TONES – (Slavonic – hlasy) – the church music of the Eastern Church is based upon eight tones. Each week has its appointed tone. On Saturday evening of the Week of Light (the eve of the Sunday of Saint Thomas), the cycle of tones commences with Tone One; and so, week by week, the sequence continues through the successive tones from one to eight, changing to a new tone every Saturday evening, and returning to Tone One after Tone Eight. The various texts in the tone of the week are to be found in the Octoechos. The special texts for fixed feasts (found in the Menaia) and for the days of the Great Fast and the paschal season (found in the Triodion and Pentecostarion) are set in various tones; and these do not, save by coincidence, correspond with the appointed tone of the week.

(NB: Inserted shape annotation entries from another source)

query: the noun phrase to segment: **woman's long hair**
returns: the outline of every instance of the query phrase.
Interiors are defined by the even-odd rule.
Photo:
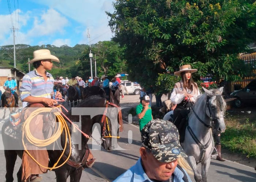
[[[196,86],[196,85],[192,78],[192,74],[191,74],[191,76],[190,76],[190,79],[188,80],[188,82],[187,83],[187,82],[186,82],[185,74],[186,72],[185,71],[183,71],[180,73],[181,80],[183,82],[183,87],[185,88],[188,88],[191,90],[193,90],[193,86],[192,84],[193,84],[194,86]]]
[[[188,173],[188,174],[191,175],[194,174],[194,173],[193,173],[192,169],[184,158],[180,157],[178,158],[177,161],[178,161],[178,164],[180,167],[183,168]]]

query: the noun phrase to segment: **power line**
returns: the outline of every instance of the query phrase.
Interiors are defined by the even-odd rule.
[[[11,8],[11,4],[10,4],[10,0],[7,0],[7,4],[8,5],[8,9],[9,9],[9,13],[10,15],[11,23],[12,24],[12,27],[13,27],[13,21],[12,21],[12,10]]]
[[[15,0],[14,0],[14,12],[15,13],[15,27],[16,28],[17,27],[17,18],[16,17],[16,7],[15,5]]]

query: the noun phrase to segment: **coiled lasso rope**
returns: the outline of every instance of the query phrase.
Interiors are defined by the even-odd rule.
[[[29,116],[27,118],[26,121],[24,122],[23,125],[23,130],[22,131],[22,144],[23,144],[23,146],[24,147],[24,150],[27,153],[28,155],[31,158],[33,159],[33,160],[35,161],[35,162],[38,165],[48,169],[49,169],[50,171],[53,169],[55,169],[59,167],[61,167],[64,164],[66,163],[66,162],[69,159],[71,153],[71,137],[70,136],[70,133],[69,132],[69,130],[68,130],[68,125],[65,121],[64,118],[61,116],[61,114],[59,112],[54,112],[53,114],[56,116],[56,117],[58,118],[59,120],[59,126],[58,128],[56,129],[55,128],[55,130],[54,131],[53,134],[52,135],[52,136],[51,136],[49,138],[48,138],[45,140],[41,140],[36,138],[34,137],[32,135],[31,132],[30,132],[30,129],[29,128],[29,125],[30,122],[32,120],[32,119],[37,115],[40,114],[42,112],[50,112],[52,111],[53,109],[56,109],[56,108],[51,108],[49,107],[42,107],[39,108],[35,111],[33,111],[29,115]],[[59,110],[59,108],[57,108],[58,110]],[[27,139],[28,141],[31,144],[33,145],[34,145],[38,147],[46,147],[53,143],[54,142],[56,141],[60,136],[63,129],[65,131],[65,146],[64,147],[64,149],[63,150],[61,153],[60,156],[59,158],[59,159],[56,162],[56,163],[53,165],[52,167],[49,167],[48,166],[44,166],[42,165],[41,164],[39,163],[29,153],[29,151],[27,149],[26,145],[24,142],[24,136],[26,136]],[[56,166],[59,162],[60,160],[61,159],[64,155],[64,153],[67,148],[67,135],[68,137],[68,140],[69,142],[69,151],[68,154],[68,155],[66,160],[65,160],[64,162],[59,165],[59,166]]]

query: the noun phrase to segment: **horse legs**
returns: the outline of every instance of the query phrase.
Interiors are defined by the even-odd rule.
[[[190,167],[192,168],[193,172],[194,172],[195,180],[196,182],[201,182],[202,180],[201,173],[197,168],[196,162],[193,156],[189,156],[188,158],[188,162],[189,163]]]
[[[15,150],[5,150],[4,156],[5,157],[6,162],[6,174],[5,174],[6,182],[12,182],[14,180],[12,175],[15,162],[17,159],[17,153]]]
[[[17,178],[18,179],[18,182],[21,182],[21,178],[22,174],[22,166],[20,165],[20,167],[19,168],[19,171],[17,173]]]
[[[70,174],[70,182],[79,182],[82,175],[82,168],[75,170]]]
[[[69,175],[69,171],[61,167],[54,172],[56,175],[56,182],[67,182],[67,179]]]
[[[209,155],[208,158],[205,160],[203,163],[202,163],[202,181],[203,182],[207,182],[207,173],[208,171],[209,167],[211,163],[211,157]]]

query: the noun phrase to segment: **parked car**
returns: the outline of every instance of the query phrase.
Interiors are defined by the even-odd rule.
[[[256,80],[252,81],[245,88],[231,93],[230,97],[237,98],[234,100],[237,107],[256,103]]]
[[[134,95],[139,95],[140,94],[141,87],[139,84],[136,82],[124,80],[120,84],[124,85],[126,87],[129,94],[133,94]]]

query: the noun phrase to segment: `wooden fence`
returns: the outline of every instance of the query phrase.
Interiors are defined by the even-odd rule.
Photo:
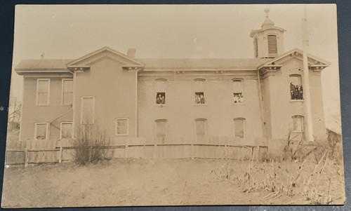
[[[110,143],[100,147],[107,159],[118,158],[233,158],[257,159],[267,154],[266,146],[227,144],[128,144]],[[7,149],[5,164],[8,165],[61,163],[74,159],[74,149],[71,140],[56,142],[30,140],[25,149]]]

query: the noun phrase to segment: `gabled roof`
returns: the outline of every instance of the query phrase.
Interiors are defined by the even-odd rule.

TROPARION – A generic term used to designate a stanza of religious poetry. In particular, it is applied to the apolytikion, which is also known as the troparion of the feast or troparion of the day; or to the stanzas of the canon.
KONTAKION (a pole) – originally the kontakion was a long poem designed for singing in church. It seems that the text was rolled up on a pole and hence its name. It consisted of a short preliminary stanza and was followed by some 18 to 24 strophes, each known as an ikos. The preliminary stanza and every ikos concluded with the same refrain. In the course of time, the kontakion was replaced by the canon, and in some liturgical books today all that remains, is the short preliminary stanza (to which the term kontakion is now more particularly attached) followed by the first ikos. These are to be found between Canticles Six and Seven of the canon at Matins. The kontakion, without the ikos, is also read or sung at the Divine Liturgy after the Small Entrance and during the Hours. The most celebrated among the authors of kontakia is Saint Romanos the Melodist, who died in 556.
THEOTOKION – (Slavonic – Bohorodychen’) – a troparion or sticheron in honor of the Theotokos. The last of any series of troparia or stichera usually takes the form of a theotokion.
PROKIMENON – (what is set forth, that is, what is appointed to be read) – verses from the psalter which are sung immediately before the reading from the Holy Scripture.
ALLELUIA – Hebrew for Praise the Lord.